National Centre for Biological Sciences, Tata Institute of Fundamental Research, Bengaluru, India.
Centre for BioSystems Science and Engineering, Indian Institute of Science, Bengaluru, India.
Mol Oncol. 2023 Jun;17(6):1041-1059. doi: 10.1002/1878-0261.13443. Epub 2023 May 11.

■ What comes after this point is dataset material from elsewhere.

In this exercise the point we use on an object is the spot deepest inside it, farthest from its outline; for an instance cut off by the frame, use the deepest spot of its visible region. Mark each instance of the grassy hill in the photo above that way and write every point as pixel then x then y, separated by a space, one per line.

Induction of immunoproteasome (IP) expression in tumour cells can enhance antigen presentation and immunogenicity. Recently, the overexpression of IP genes has been associated with better prognosis and response to immune checkpoint blockade (ICB) therapies in melanoma. However, the extent of this association in other solid tumours and how that is influenced by tumour cell-intrinsic and cell-extrinsic factors remain unclear. Here, we address this by exploring the gene expression patterns from available bulk and single-cell transcriptomic data of primary tumours. We find that tumours with high-IP expression exhibit cytotoxic immune cell infiltration and upregulation of IFN-γ and TNF-α pathways in tumour cells. However, the association of IP expression with overall survival (TCGA cohort) and response to ICB therapy (non-TCGA cohorts) is tumour-type specific (better in non-small-cell lung, breast, bladder and thymus; and worse in glioma and renal) and is greatly influenced by pro- or antitumourigenic immune cell infiltration patterns. This emphasises the need for considering immune cell infiltration patterns, along with IP expression, as a prognostic biomarker to predict overall survival or response to ICB therapies in solid tumours, besides melanoma.
诱导肿瘤细胞中免疫蛋白酶体(IP)的表达可以增强抗原呈递和免疫原性。最近,在黑色素瘤中,IP 基因的过表达与更好的预后和对免疫检查点阻断(ICB)治疗的反应相关。然而,这种关联在其他实体瘤中的程度以及肿瘤细胞内在和细胞外在因素如何影响这种关联尚不清楚。在这里,我们通过探索原发性肿瘤的可用批量和单细胞转录组数据中的基因表达模式来解决这个问题。我们发现,高 IP 表达的肿瘤表现出细胞毒性免疫细胞浸润,并在肿瘤细胞中上调 IFN-γ 和 TNF-α 途径。然而,IP 表达与总生存期(TCGA 队列)和 ICB 治疗反应(非 TCGA 队列)的相关性是肿瘤类型特异性的(在非小细胞肺癌、乳腺癌、膀胱癌和胸腺癌中更好;在神经胶质瘤和肾癌中更差),并且受到促癌或抗癌免疫细胞浸润模式的极大影响。这强调了需要考虑免疫细胞浸润模式以及 IP 表达作为预测实体瘤(除黑色素瘤外)总生存期或对 ICB 治疗反应的预后生物标志物,除了黑色素瘤之外。